In his previous term, Netanyahu fought constantly with his ministers and was toppled when he lost his coalition partners on the right. This time, he is doing everything possible to satisfy his strategic coalition partners, Labor and Shas, who ensured his rise to power after Olmert resigned by thwarting Livni's efforts to form a government. He has paid them whatever they want with regard to the budget, even agreeing to cancel the planned imposition of value-added tax on fruits and vegetables and absorb the ensuing criticism about his "100 days of flip-flopping."
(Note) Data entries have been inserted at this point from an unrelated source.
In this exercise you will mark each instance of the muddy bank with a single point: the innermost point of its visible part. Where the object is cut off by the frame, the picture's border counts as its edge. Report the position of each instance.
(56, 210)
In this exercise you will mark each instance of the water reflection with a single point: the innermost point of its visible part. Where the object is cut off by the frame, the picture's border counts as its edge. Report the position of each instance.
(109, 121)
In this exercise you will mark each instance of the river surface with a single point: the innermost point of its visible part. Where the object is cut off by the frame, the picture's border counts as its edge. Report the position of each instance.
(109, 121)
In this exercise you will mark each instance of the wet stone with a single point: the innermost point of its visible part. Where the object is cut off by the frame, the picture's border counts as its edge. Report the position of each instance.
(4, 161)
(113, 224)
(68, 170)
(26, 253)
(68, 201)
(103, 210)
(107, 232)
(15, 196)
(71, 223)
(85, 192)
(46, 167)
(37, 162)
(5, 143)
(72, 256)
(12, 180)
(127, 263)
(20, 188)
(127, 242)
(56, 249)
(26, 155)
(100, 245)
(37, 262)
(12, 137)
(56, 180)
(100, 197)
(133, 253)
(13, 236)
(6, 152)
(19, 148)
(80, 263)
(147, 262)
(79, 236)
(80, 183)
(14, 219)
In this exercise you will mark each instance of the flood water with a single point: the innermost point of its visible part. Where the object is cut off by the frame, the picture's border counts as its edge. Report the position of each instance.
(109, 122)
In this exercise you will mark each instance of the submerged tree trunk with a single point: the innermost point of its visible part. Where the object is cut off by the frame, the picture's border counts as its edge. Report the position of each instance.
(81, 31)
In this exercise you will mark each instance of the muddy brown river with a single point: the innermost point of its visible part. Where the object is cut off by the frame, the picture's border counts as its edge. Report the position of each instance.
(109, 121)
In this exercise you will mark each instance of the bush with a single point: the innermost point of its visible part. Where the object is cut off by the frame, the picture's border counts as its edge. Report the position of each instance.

Netanyahu's behavior has also claimed two victims: Finance Minister Yuval Steinitz, who is perceived as a laughable, dominated dishrag, and Foreign Minister Avigdor Lieberman, who has lost his political power and whose diplomatic role has in effect been transferred to Defense Minister Ehud Barak and President Shimon Peres.

Netanyahu's goal in the next 100 days will be to bring either Kadima or some part of it into the coalition, as he needs shoring up on the left in advance of Washington's publication of its peace plan. Lieberman is now fighting to keep his seat so that Livni or Shaul Mofaz does not inherit it - at least until the attorney general decides whether to indict him.

Netanyahu's major stumble during his first 100 days was the crisis in relations with the United States. He is convinced that U.S. President Barack Obama was determined to pick a fight with him in order to appease the Arab world at Israel's expense. Yet it seems he has not done enough to fix the relationship, nor has he managed to leverage his agreement to a Palestinian state to secure better coordination with Obama and his administration. The administration's insistence on a settlement freeze put America on a collision course with Netanyahu, who is not willing to halt construction completely.

His new position on the political map has helped Netanyahu in his confrontation with the United States. He has drawn encouragement from a survey in The Jerusalem Post three weeks ago which found that only 6 percent of Israeli Jews believe the Obama administration is pro-Israel. Given this situation, Netanyahu has not paid a political and public price for his dispute with Obama; rather, he is seen as a patriot who is defending the state against hostile pressure.

Netanyahu has proved that, contrary to the accepted wisdom, a fight with America does not necessarily bring about an Israeli premier's political demise. Yet given the challenges he faces - an American peace plan that will call for Israel to leave the territories and perhaps a war with Iran - he would do better not to try to beat Obama, but to secure understandings and cooperation with him. In the end, Netanyahu also knows that America is stronger than Israel, and that luck will not always be on his side.